Major progress has also been made in the Agri-processing, notably the coffee, tea and fruit processing sectors. Rwanda does not have ideal characteristics for intensive agriculture (it is in fact called “the land of one thousand hills”), but strategic investments in quality assurance and efficiency have enabled a boost in production and exports in recent years. The fastest increasing source of foreign currency has become the tourism industry, which earns the country over US$300 million annually.
The government has also invested in the preservation of natural parks (in particular parks with mountain gorillas) and maintaining tourist attractions. Plastic bags are prohibited in the country in order to minimize environmental pollution, and government authorities have “removed” street kids in Kigali in order to improve the “aesthetic appearance” of the capital. Street children are taken to a training centre where they are taught vocational skills before being re-integrated in society. It is absurd that ill-informed human rights groups claim that they are taken to “an island of no return.”
I love green and that makes me love Rwanda. The tough laws on protection of green areas are for me something of great admiration. The drive from Katuna to Kigali is scenic, the plush green and naturally falling trees not felled by human interference always makes me nostalgic and wish my own leadership in Uganda did not for example think a sugar factory is in the long run more important that a forest! The drive to the border town of Gisenyi through Ruhengeri is an experience every visitor to Rwanda needs, if only to dispel the notion that all these good things are just limited to Kigali. The road is excellent and with specially paved pedestrian sidewalks, the towns are clean and Gisenyi is undergoing great transformation with old building being brought down and a new town plan being implemented. The peace and quiet at the Serena Lake Kivu is incomparable to any get-away for a tired mind
Rwanda has certainly succeeded on this front, as most tourists describe Kigali as one of the safest and cleanest cities in Africa. “Kigali,” one aid worker is quoted to have said, “is Africa that Americans can handle.” There’s little crime. There are plenty of small, shabby houses with rusty corrugated-metal roofs, but the neat streets, many fringed with careful landscaping, are remarkably free of honking or traffic jams, at least by the standards of a developing country.

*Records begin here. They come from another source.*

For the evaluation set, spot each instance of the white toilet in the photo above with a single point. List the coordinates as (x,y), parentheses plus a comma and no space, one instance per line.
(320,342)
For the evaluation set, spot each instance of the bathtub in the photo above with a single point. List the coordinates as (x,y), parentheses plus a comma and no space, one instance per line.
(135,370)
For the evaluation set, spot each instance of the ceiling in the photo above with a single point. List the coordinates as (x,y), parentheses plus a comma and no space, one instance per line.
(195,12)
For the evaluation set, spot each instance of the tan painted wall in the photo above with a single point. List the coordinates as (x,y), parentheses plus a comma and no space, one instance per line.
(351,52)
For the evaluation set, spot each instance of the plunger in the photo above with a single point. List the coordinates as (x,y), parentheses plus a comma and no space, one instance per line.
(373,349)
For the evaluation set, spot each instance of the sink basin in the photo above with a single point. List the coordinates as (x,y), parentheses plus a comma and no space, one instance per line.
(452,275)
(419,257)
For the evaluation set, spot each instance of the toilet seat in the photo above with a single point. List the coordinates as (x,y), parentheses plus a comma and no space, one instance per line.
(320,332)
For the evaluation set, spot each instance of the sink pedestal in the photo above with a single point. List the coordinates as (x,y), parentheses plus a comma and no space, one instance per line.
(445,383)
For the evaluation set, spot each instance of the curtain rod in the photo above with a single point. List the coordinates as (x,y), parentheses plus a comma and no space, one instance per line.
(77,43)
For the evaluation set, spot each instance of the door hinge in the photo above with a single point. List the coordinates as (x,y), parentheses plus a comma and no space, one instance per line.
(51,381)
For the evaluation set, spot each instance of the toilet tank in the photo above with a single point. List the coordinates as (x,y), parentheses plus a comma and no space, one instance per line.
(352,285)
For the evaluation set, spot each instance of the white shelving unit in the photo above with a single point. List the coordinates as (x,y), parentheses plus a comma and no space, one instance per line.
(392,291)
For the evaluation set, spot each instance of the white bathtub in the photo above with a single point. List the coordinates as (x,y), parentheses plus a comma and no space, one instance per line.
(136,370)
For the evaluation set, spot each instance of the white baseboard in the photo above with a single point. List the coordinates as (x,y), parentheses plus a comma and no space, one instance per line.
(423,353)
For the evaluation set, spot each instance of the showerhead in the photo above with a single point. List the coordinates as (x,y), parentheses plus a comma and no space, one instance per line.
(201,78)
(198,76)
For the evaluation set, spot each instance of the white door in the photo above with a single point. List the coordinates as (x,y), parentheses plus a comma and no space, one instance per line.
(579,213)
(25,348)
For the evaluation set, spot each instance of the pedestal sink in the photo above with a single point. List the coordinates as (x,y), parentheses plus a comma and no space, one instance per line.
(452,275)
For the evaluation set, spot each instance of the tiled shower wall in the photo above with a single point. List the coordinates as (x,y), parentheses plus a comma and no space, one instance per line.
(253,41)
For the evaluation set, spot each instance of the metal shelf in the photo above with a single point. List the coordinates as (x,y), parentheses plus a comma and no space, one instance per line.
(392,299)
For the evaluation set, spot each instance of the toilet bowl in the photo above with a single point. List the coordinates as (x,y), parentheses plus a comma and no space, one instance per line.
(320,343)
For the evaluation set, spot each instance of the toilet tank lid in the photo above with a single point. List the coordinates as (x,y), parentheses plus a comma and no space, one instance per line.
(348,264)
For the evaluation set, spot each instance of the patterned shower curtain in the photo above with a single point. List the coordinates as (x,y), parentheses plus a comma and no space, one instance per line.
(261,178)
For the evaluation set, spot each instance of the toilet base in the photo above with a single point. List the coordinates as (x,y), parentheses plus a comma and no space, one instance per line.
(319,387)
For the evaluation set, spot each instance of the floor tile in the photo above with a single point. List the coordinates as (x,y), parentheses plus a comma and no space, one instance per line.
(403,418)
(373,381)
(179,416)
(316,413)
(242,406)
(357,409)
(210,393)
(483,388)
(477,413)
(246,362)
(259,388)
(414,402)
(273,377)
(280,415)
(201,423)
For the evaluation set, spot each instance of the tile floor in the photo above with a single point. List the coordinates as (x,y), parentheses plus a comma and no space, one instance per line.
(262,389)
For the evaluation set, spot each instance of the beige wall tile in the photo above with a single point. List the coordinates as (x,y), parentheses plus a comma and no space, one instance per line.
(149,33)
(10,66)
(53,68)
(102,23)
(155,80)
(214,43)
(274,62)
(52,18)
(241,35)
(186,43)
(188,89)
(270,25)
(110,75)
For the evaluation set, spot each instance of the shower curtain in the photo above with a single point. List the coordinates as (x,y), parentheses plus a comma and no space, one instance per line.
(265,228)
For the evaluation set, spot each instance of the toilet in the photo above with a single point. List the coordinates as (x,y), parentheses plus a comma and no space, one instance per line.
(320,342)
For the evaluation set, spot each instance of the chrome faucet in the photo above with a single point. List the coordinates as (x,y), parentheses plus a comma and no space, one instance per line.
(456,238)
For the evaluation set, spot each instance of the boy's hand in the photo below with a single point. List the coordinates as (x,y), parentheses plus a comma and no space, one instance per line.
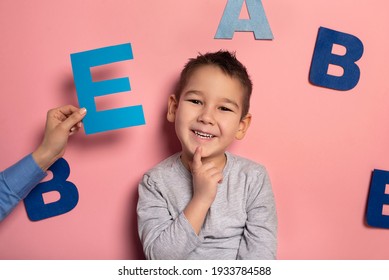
(205,179)
(60,124)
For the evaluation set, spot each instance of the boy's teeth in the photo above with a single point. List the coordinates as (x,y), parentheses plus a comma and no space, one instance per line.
(203,135)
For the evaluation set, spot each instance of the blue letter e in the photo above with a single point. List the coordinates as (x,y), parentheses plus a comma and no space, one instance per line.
(99,121)
(377,199)
(323,57)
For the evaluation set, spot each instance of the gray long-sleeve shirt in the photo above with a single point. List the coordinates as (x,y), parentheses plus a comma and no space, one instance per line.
(241,223)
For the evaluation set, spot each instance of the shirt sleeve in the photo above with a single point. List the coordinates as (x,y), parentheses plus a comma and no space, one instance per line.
(259,240)
(163,237)
(16,182)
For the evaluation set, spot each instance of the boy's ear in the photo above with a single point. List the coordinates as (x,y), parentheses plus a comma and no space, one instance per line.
(172,108)
(243,126)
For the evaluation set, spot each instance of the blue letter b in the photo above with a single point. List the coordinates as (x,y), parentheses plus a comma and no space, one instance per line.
(323,57)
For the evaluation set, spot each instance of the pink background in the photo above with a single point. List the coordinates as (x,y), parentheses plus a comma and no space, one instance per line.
(319,145)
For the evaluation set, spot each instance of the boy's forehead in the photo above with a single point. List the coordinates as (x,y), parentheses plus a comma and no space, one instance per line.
(211,81)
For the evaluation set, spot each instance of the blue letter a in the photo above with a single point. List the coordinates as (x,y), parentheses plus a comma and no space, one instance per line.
(257,23)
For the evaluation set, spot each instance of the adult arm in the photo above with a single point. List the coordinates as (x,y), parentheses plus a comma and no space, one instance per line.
(16,182)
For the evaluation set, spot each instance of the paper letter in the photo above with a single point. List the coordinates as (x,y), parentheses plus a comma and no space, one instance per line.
(35,206)
(323,58)
(99,121)
(231,23)
(377,200)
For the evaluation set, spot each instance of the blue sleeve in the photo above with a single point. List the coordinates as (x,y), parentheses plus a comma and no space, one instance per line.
(16,182)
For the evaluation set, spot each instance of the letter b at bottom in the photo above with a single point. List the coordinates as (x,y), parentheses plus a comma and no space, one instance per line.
(35,206)
(377,199)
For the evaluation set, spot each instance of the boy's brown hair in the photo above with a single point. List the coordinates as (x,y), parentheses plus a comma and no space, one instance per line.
(228,63)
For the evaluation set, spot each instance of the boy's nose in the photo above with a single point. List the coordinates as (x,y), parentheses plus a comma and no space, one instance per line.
(206,117)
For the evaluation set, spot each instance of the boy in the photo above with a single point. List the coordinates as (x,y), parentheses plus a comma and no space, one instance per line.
(204,202)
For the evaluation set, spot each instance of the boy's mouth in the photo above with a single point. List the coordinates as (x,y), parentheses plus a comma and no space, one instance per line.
(203,135)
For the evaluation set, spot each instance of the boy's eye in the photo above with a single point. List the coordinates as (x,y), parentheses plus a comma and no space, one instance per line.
(194,101)
(225,109)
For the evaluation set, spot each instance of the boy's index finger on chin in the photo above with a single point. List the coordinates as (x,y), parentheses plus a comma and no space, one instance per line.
(197,158)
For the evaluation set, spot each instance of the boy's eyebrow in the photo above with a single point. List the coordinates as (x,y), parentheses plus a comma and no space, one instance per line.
(226,100)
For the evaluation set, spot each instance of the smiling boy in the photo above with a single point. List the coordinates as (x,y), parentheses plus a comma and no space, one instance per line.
(204,202)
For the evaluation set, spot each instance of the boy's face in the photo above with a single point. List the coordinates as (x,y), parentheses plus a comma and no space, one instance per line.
(209,113)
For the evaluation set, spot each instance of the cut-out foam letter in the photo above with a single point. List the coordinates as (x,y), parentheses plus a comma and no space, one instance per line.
(100,121)
(323,58)
(257,23)
(34,202)
(378,199)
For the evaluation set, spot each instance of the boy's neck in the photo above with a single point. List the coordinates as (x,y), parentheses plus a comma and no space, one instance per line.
(219,161)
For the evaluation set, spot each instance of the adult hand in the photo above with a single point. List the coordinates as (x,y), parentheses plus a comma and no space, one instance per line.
(60,124)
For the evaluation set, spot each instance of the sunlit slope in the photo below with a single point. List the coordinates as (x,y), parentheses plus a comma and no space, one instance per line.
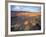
(22,13)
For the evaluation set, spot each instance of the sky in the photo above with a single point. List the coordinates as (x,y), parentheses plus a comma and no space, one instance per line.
(25,8)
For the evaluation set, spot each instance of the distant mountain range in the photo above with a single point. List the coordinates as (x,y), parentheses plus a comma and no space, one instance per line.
(24,13)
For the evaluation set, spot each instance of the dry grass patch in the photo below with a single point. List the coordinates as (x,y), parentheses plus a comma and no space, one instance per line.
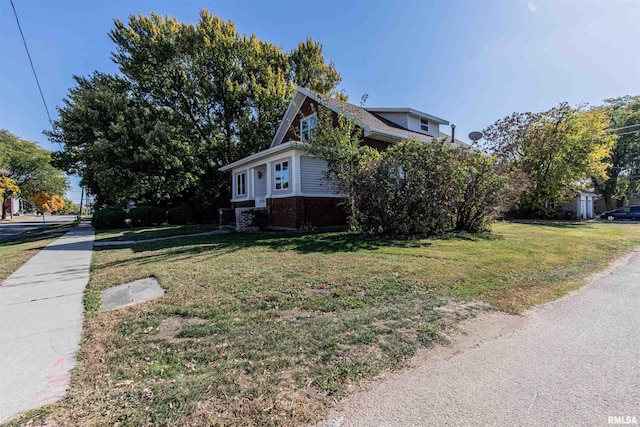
(17,252)
(271,329)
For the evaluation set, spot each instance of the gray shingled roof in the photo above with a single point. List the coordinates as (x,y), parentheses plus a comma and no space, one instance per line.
(376,122)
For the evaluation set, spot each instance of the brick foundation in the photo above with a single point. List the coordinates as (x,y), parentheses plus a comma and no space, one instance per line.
(244,204)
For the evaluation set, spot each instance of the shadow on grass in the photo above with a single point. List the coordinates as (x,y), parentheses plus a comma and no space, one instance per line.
(313,243)
(143,233)
(32,237)
(551,223)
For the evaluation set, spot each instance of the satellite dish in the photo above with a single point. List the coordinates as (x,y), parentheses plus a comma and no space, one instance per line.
(475,136)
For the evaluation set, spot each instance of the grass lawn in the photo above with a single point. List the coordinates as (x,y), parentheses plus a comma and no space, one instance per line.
(140,233)
(16,252)
(272,329)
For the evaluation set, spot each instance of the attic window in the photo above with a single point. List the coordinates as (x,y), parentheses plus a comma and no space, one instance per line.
(306,127)
(241,188)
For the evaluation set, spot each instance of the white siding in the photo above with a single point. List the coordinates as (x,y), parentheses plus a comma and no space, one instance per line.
(313,176)
(401,119)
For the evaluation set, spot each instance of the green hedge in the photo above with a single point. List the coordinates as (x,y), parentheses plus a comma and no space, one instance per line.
(182,215)
(145,216)
(108,218)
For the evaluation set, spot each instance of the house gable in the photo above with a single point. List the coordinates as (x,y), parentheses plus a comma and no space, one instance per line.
(381,126)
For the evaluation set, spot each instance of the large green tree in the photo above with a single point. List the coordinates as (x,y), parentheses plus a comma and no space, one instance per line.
(30,167)
(560,150)
(623,171)
(192,97)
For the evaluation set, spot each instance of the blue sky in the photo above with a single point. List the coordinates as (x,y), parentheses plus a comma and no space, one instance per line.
(468,61)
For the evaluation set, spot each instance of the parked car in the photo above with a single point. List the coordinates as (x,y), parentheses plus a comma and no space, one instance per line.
(625,212)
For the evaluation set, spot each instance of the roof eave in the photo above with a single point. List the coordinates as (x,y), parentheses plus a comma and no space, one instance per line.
(261,154)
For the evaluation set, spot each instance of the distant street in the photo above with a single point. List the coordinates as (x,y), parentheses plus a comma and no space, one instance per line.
(573,362)
(23,223)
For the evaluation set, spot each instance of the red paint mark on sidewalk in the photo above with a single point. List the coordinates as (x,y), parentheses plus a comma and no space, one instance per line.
(56,384)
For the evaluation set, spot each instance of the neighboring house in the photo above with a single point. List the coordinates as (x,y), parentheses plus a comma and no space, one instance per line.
(291,183)
(581,206)
(11,206)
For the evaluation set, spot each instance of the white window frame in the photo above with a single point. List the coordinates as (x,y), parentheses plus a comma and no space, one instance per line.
(279,174)
(307,125)
(241,184)
(424,125)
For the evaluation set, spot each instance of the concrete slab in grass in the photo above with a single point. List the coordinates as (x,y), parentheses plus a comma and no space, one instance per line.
(131,293)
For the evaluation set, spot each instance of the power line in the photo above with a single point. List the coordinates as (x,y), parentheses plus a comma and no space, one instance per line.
(31,62)
(628,133)
(624,127)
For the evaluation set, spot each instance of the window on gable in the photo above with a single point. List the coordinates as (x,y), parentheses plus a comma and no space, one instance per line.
(282,175)
(306,127)
(397,172)
(241,184)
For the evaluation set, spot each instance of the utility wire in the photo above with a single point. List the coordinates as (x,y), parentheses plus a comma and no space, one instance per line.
(31,62)
(624,127)
(626,133)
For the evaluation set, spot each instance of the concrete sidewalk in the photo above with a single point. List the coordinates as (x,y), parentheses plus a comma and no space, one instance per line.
(41,321)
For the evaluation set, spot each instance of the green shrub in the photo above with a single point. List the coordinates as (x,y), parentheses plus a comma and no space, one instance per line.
(145,216)
(415,188)
(182,215)
(260,218)
(108,218)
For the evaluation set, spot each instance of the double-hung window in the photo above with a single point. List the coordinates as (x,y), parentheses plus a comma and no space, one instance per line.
(306,127)
(241,184)
(424,125)
(282,175)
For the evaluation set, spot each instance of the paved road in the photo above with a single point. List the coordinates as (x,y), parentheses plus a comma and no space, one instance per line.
(573,362)
(23,223)
(41,321)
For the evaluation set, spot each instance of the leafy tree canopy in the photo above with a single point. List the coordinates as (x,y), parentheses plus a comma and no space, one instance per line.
(29,166)
(189,99)
(560,150)
(623,171)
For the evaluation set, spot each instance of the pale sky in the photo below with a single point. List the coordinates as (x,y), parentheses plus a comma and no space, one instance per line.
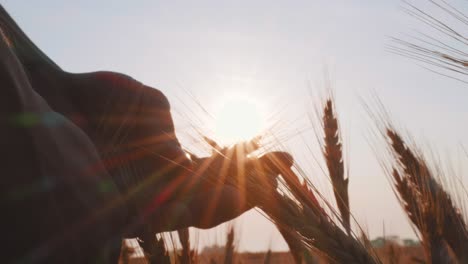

Plastic bags don’t clog the drains — the government banned them for environmental reasons — nor do odours of street food compete with the mingled scents of frangipani and diesel, since hawkers are restricted to specific areas and have standards of behaviour that are enforced. Several cafés offer free Wi-Fi. Downtown, there’s even a new 24-hour supermarket. I would hasten to add that I don’t have to drive like a drunk just because I have to avoid potholes on the roads. The roads are clean and well maintained – and you park your car on the streets and go about your business without worrying about missing car parts on your return.
The police is strict and efficient, sometimes annoyingly so! I once was driving from Gisenyi to Kigali and worried of missing my flight back to Entebbe. Doing 80Kph was considered dangerous and I was stopped four times along the way and warned that I might after all never catch my flight at all if I continued to drive at that “high speed”. With hindsight I appreciate the advice and the vigilance of the police who never asked me for “tea” because I was “over-speeding”
I would live in Rwanda any day but I still love my country!